Il mio Crohn ha più di quarant'anni. Dopo tutto questo tempo ho dovuto per forza imparare a
convivere con lui, ma non è stato semplice. Anche perché, purtroppo, nella mia famiglia non
riuscivano a capire che la cosa che mi aveva stravolto la vita non dipendeva da me. Non era colpa
mia se dovevo correre di continuo in bagno, e non era una scusa quando dicevo di non poter uscire
o non poter mangiare le cose di sempre.
Tutto è cominciato nel 1981, appena sei mesi dopo il parto. Perdevo sangue, avevo scariche continue, e dimagrivo in modo impressionante: arrivai a pesare 39 kg e smisi di allattare. All’inizio non capivano cosa avessi: i medici pensarono alle ragadi, o addirittura a una brutta forma di stress post parto, anche se la colonscopia fatta in quel periodo suggeriva di guardare altrove. E infatti non di stress si trattava, ma di Crohn. I primi anni di malattia li ricordo sempre in ospedale: passavo più tempo con i medici che in famiglia, al punto che dovetti lasciare il lavoro per prendermi cura di me stessa. Di quegli otto anni di ricoveri ricordo la malattia e tutti gli esami invasivi che dovetti fare, ma anche la sensazione di essere una cavia. D'altronde negli anni Ottanta di Crohn si parlava ancora poco, non certo come oggi.

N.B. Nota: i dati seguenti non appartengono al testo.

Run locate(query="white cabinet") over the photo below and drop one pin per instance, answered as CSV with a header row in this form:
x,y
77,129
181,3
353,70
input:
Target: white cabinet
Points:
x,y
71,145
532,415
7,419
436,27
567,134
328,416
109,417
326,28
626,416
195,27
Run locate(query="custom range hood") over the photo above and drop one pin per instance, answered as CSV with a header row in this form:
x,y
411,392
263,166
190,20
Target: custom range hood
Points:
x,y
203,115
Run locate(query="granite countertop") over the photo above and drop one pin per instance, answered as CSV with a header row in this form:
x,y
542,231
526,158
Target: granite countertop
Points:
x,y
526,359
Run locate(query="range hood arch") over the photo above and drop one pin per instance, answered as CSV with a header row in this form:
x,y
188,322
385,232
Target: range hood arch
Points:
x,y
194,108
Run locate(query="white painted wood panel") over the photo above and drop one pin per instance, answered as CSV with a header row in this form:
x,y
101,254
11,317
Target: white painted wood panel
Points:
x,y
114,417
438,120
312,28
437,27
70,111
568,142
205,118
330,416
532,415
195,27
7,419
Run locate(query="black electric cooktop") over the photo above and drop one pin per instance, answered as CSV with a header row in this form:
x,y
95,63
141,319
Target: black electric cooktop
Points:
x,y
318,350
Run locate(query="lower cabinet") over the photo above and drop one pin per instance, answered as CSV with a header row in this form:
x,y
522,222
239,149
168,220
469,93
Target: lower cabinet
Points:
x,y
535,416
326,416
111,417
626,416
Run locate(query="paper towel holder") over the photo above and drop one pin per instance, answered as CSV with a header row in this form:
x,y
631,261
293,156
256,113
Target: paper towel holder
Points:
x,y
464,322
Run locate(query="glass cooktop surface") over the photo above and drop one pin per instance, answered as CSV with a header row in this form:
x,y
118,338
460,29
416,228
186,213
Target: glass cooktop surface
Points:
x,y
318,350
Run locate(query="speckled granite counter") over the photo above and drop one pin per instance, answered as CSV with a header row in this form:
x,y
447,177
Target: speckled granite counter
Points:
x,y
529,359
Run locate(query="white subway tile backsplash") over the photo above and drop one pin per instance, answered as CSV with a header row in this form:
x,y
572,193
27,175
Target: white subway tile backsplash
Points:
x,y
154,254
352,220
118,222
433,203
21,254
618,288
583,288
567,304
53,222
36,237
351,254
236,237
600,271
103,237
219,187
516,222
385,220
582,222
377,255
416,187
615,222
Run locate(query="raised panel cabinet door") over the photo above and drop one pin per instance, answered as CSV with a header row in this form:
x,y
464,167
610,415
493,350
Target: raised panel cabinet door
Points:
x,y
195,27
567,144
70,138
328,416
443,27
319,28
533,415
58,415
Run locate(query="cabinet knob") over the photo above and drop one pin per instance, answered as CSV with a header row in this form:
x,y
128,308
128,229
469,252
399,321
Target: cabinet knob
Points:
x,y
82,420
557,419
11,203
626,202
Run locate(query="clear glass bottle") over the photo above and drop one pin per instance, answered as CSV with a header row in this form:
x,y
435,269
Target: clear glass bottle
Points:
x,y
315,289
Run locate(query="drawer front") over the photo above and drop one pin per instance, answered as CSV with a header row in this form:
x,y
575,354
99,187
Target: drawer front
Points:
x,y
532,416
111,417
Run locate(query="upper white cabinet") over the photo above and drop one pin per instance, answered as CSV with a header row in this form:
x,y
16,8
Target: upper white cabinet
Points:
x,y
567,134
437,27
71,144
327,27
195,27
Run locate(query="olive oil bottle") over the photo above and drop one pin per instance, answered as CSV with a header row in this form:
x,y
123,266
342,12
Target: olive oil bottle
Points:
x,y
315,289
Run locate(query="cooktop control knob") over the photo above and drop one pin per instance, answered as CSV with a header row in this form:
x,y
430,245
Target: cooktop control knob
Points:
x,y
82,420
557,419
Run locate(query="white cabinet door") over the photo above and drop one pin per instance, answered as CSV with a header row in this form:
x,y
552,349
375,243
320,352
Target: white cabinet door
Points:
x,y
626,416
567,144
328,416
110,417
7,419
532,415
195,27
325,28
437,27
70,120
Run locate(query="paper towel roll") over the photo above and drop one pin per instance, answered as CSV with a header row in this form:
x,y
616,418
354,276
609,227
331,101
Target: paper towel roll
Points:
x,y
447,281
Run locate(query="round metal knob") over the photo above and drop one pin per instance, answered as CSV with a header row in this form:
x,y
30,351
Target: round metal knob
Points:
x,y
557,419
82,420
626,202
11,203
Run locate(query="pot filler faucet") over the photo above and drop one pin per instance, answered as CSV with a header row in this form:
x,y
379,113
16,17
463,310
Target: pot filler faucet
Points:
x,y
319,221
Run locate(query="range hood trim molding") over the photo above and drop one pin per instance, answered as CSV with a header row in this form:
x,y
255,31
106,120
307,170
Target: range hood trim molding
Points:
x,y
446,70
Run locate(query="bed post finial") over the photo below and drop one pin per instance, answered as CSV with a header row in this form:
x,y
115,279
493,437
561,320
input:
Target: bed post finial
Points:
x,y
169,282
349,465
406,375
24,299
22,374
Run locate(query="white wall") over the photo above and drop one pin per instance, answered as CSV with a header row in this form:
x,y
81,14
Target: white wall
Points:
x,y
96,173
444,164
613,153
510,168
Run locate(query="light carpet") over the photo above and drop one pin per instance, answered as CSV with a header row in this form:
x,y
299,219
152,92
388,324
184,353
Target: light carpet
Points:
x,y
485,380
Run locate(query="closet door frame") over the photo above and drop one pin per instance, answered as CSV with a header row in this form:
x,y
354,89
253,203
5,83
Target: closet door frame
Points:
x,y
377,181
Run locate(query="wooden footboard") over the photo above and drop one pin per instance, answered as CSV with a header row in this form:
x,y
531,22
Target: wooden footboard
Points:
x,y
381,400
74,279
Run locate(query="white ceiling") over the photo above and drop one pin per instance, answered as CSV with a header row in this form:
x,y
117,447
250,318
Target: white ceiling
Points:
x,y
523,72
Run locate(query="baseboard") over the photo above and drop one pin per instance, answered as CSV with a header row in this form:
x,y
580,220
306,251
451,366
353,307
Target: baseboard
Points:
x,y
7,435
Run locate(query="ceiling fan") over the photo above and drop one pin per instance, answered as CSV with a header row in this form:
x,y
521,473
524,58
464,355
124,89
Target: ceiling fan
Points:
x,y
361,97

Per esempio, ricordo che fui tra le prime nella mia Regione a provare un farmaco, cui però risultai allergica, tanto da peggiorare le mie condizioni di salute. Da allora la mia vita con la malattia è stata un'altalena: provai altre terapie, negli anni Novanta ebbi la fortuna di sperimentare un po' di remissione, poi di nuovo un'altra terapia a lungo, fino a un brutto fuoco di Sant'Antonio, cui seguì un ascesso intestinale che si risolse dopo tre mesi di trattamento. Nel 2013 mi trovarono delle stenosi e mi suggerirono di operarmi, parlando di stomia. Rifiutai, cambiai medici e centro, me ne trovai uno lontano da casa: mi diedero nuovi trattamenti e scampai l'intervento. Sono nove anni che evito una colectomia totale e ileostomia definitiva, anche se so che non sarà per sempre, come mi hanno detto i dottori. Nel frattempo aspetto il prossimo farmaco, poi si vedrà. E ai giovani dico: non arrendetevi e non mollate mai, noi siamo più tosti del Crohn.